The little boy drinks apple juice from a sippy cup. An older woman chewing gum stares straight ahead. A young woman with red hair stares longingly out the bus window. Maybe she has a lot on her mind. Maybe she is lonely. Or maybe, like me, she is relishing these few happy, quiet moments to herself.
We are looping back to Walmart. The woman with the baby talks loudly about the baby’s eating habits, disciplining children, paying rent. Now she sings Row, Row, Row Your Boat. Loudly. Off key.
We’ve stopped. The woman with the sunflower tattoo and the child get off the bus. We pass a garden on our right. I wonder who tends it. It is behind a group of apartments. If I lived there could I tend a small patch?
We are winding through back roads. A handful of passengers get off and on. I rest a few minutes from writing, enjoying observing the world around me. I jot down the names of a few apartment complexes.

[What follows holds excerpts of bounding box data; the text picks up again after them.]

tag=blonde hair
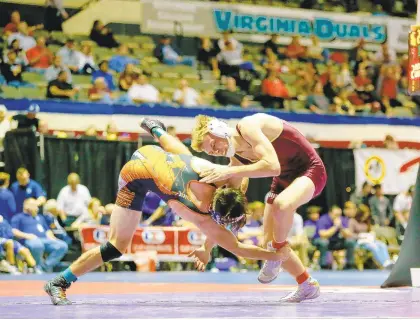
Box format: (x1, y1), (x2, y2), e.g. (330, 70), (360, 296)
(191, 114), (215, 152)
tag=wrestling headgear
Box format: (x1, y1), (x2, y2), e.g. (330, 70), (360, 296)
(208, 119), (235, 158)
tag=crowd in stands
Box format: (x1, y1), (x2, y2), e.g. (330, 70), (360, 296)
(0, 11), (420, 116)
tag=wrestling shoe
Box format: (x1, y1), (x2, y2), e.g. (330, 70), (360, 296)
(44, 275), (71, 305)
(140, 118), (166, 136)
(280, 278), (321, 303)
(258, 242), (282, 284)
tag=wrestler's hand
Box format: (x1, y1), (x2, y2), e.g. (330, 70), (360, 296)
(200, 166), (235, 183)
(188, 247), (211, 271)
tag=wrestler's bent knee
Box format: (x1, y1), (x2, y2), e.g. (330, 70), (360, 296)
(100, 241), (122, 262)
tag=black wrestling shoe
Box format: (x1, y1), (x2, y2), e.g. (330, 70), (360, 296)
(44, 275), (71, 305)
(140, 118), (166, 136)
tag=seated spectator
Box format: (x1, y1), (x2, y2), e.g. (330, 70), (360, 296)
(285, 36), (306, 61)
(3, 39), (29, 67)
(305, 82), (330, 114)
(88, 78), (113, 103)
(78, 43), (96, 74)
(26, 37), (53, 73)
(262, 33), (286, 59)
(7, 22), (36, 51)
(369, 184), (393, 227)
(12, 103), (40, 130)
(313, 206), (356, 269)
(393, 186), (415, 235)
(0, 104), (12, 151)
(0, 172), (16, 222)
(89, 20), (119, 48)
(287, 212), (309, 266)
(101, 203), (115, 226)
(0, 51), (35, 88)
(109, 44), (140, 73)
(373, 42), (397, 65)
(197, 37), (220, 75)
(57, 38), (80, 73)
(306, 36), (326, 65)
(349, 204), (394, 269)
(44, 56), (72, 83)
(217, 42), (254, 73)
(0, 215), (36, 274)
(57, 172), (91, 226)
(172, 79), (202, 107)
(43, 199), (73, 245)
(259, 70), (289, 109)
(47, 71), (79, 100)
(92, 60), (115, 91)
(214, 77), (250, 108)
(3, 10), (44, 37)
(10, 168), (46, 213)
(71, 198), (105, 228)
(127, 74), (160, 103)
(118, 63), (140, 91)
(153, 36), (195, 66)
(11, 199), (68, 272)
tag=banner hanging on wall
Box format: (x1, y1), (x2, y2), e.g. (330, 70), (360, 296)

The baby in the back is screaming now. Maybe she didn’t like the singing. An elderly gentleman climbs aboard and sits close to the front so he can converse with the driver. They are steady, old friends, I’ll wager. They discuss bus regulations, the weather, property taxes, Thanksgiving.
The thoughtful redhead climbs off the bus at Convocation Center as we head towards campus. As we drive up Library Circle, we pass the old graveyard at the top of a small hill. It reminds me of the promise I made to myself to explore it someday. I’ll let someday be another day.